Methods and Results— Multiple cell strains were developed from carotid endarcterectomy specimens, and quadruplicate array hybridizations were completed for each sample. A new normalization protocol was developed and used to analyze the data. Permutation analysis suggests that most of the significant differences in expression could not have occurred by chance. A broad pattern of significant expression differences, consisting of almost 5% of the genes probed, was detected. Quantitative polymerase chain reaction (QPCR) confirmation was found in 70% of a subset of genes selected for validation.

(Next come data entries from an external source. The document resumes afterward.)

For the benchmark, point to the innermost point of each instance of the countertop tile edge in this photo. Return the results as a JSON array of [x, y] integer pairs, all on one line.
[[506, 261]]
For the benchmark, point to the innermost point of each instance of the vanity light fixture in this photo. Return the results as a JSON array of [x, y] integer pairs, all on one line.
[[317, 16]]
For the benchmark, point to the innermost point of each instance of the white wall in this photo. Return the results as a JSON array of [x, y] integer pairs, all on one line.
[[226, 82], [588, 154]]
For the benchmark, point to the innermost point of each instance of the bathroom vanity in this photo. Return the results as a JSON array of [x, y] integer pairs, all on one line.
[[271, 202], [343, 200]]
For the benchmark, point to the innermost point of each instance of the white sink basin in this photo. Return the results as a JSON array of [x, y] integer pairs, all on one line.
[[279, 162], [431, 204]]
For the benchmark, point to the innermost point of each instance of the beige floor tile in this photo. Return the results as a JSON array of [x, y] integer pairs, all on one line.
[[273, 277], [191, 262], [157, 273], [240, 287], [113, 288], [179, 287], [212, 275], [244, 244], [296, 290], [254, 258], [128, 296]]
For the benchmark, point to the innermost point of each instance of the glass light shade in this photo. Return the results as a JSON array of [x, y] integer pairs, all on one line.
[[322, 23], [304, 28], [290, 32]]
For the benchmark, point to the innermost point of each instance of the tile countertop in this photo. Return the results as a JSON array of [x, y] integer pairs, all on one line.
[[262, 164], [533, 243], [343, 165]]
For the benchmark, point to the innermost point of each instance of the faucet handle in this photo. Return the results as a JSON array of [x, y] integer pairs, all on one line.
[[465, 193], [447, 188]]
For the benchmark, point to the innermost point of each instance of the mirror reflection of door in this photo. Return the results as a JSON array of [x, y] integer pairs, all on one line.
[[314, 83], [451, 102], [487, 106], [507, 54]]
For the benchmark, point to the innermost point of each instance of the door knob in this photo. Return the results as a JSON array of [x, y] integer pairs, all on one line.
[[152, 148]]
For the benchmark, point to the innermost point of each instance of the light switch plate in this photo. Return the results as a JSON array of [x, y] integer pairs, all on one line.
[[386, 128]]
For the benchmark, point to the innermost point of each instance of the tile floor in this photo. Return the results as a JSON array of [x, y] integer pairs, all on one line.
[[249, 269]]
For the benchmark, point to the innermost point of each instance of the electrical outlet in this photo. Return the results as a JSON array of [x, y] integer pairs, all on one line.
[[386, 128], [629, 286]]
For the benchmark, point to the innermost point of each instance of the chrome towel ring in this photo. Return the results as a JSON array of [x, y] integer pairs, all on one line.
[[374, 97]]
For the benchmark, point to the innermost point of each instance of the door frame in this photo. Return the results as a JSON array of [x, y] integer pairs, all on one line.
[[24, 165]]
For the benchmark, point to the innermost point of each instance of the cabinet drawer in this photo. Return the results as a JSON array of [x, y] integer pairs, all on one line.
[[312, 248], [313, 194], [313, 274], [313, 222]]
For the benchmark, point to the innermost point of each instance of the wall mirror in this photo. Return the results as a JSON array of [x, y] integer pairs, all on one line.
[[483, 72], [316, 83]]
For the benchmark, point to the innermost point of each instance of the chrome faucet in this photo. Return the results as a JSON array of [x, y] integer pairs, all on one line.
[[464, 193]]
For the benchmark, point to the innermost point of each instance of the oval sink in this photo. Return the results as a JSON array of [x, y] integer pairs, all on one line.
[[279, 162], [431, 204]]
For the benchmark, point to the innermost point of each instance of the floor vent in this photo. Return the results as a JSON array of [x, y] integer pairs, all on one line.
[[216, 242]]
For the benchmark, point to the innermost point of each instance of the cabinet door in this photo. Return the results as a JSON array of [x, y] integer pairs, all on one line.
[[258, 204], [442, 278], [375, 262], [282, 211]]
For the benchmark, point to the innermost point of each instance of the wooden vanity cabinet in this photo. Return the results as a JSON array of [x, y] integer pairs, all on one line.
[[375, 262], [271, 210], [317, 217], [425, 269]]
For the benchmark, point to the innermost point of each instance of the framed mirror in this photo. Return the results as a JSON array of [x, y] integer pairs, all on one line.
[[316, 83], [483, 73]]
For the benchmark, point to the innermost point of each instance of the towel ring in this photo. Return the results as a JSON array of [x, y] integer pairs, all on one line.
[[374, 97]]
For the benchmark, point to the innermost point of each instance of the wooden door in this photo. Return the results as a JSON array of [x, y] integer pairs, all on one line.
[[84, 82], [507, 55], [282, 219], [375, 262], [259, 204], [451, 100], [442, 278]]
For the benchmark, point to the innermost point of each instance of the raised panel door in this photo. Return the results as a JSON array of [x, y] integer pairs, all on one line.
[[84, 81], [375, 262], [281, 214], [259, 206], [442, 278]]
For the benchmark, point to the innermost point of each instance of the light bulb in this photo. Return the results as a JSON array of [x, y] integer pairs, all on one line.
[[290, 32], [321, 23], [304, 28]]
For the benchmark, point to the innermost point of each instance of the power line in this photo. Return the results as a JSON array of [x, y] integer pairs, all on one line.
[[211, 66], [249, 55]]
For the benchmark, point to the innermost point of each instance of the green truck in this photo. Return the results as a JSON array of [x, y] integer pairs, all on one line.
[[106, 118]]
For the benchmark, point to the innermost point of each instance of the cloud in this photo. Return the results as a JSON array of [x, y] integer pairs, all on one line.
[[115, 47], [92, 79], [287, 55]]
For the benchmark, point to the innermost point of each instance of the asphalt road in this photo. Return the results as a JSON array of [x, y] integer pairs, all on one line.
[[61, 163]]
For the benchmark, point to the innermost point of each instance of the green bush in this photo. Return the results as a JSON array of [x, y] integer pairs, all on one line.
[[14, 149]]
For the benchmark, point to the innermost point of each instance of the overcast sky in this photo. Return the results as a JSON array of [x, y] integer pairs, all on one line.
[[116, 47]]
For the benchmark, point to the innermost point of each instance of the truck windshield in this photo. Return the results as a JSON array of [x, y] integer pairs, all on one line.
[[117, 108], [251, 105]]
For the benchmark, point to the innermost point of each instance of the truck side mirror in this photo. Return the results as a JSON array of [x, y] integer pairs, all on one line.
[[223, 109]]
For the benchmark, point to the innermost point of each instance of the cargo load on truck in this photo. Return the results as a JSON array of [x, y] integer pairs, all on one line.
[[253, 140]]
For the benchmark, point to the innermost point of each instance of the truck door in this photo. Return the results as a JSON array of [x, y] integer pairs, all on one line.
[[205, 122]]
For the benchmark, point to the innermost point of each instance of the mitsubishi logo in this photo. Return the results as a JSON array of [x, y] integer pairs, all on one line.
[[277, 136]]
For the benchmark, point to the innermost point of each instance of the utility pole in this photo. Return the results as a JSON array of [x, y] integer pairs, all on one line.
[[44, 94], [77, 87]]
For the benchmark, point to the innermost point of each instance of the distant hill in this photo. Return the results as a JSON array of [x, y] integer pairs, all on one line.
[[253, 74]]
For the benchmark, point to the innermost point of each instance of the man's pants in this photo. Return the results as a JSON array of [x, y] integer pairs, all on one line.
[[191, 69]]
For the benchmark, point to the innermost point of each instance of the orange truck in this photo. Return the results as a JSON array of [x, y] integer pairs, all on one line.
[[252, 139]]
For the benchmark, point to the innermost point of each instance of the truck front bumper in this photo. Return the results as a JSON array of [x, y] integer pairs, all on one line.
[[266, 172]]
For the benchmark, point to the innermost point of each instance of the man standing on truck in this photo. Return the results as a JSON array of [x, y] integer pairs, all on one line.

Conclusions— The SMC cultures were nearly indistinguishable by morphological features, population doubling time, and sensitivity to cell death induced by Fas cross-linking. Surprisingly, array expression analysis identified differences so extensive that we conclude that plaque and medial SMCs are distinctly different SMC cell types.
We characterized gene expression in plaque and medial SMC cultures developed from human carotid endarterectomy specimens. These cells were nearly indistinguishable by morphological features, population doubling time, and sensitivity to cell death induced by Fas cross-linking. Surprisingly, array expression analysis identified differences so extensive that we conclude that plaque and medial SMC are distinctly different SMC cell types.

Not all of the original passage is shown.